For the complete documentation index, see llms.txt. Markdown versions of all pages are available by appending .md to any URL (e.g. /max/get-started.md).

Mojo function

scatter

def scatter[dtype: DType, //, ngpus: Int, dp_size: Int, in_layout: TensorLayout, in_origin: Origin[mut=in_origin.mut], pdl_level: PDLLevel = PDLLevel()](input_buffers: InlineArray[TileTensor[dtype, in_layout, in_origin], dp_size], output_buffer: TileTensor[dtype, Storage=output_buffer.Storage, address_space=output_buffer.address_space, linear_idx_type=output_buffer.linear_idx_type, element_size=output_buffer.element_size], rank_sigs: InlineArray[UnsafePointer[Signal, MutAnyOrigin], Int(8)], ctx: DeviceContext)
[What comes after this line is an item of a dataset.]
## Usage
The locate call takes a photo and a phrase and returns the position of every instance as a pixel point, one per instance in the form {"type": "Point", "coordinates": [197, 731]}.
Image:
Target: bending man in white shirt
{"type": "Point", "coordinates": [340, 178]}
Pull-based scatter+broadcast.

Each GPU reads its replica's chunk from the root GPU via P2P. All GPUs must call this function.

Parameters:

dtype (DType): Data type of the tensor elements.
ngpus (Int): Number of GPUs participating.
dp_size (Int): Number of data-parallel replicas.
in_layout (TensorLayout): Layout of the input TileTensors.
in_origin (Origin[mut=in_origin.mut]): Origin of the input TileTensors.
pdl_level (PDLLevel): Controls PDL behavior for P2P kernels.

Args:

input_buffers (InlineArray[TileTensor[dtype, in_layout, in_origin], dp_size]): Input buffers (one per DP replica) as TileTensors.
output_buffer (TileTensor[dtype, Storage=output_buffer.Storage, address_space=output_buffer.address_space, linear_idx_type=output_buffer.linear_idx_type, element_size=output_buffer.element_size]): Output buffer for THIS GPU as a TileTensor.
rank_sigs (InlineArray[UnsafePointer[Signal, MutAnyOrigin], Int(8)]): Per-GPU Signal pointers.
ctx (DeviceContext): Device context for THIS GPU.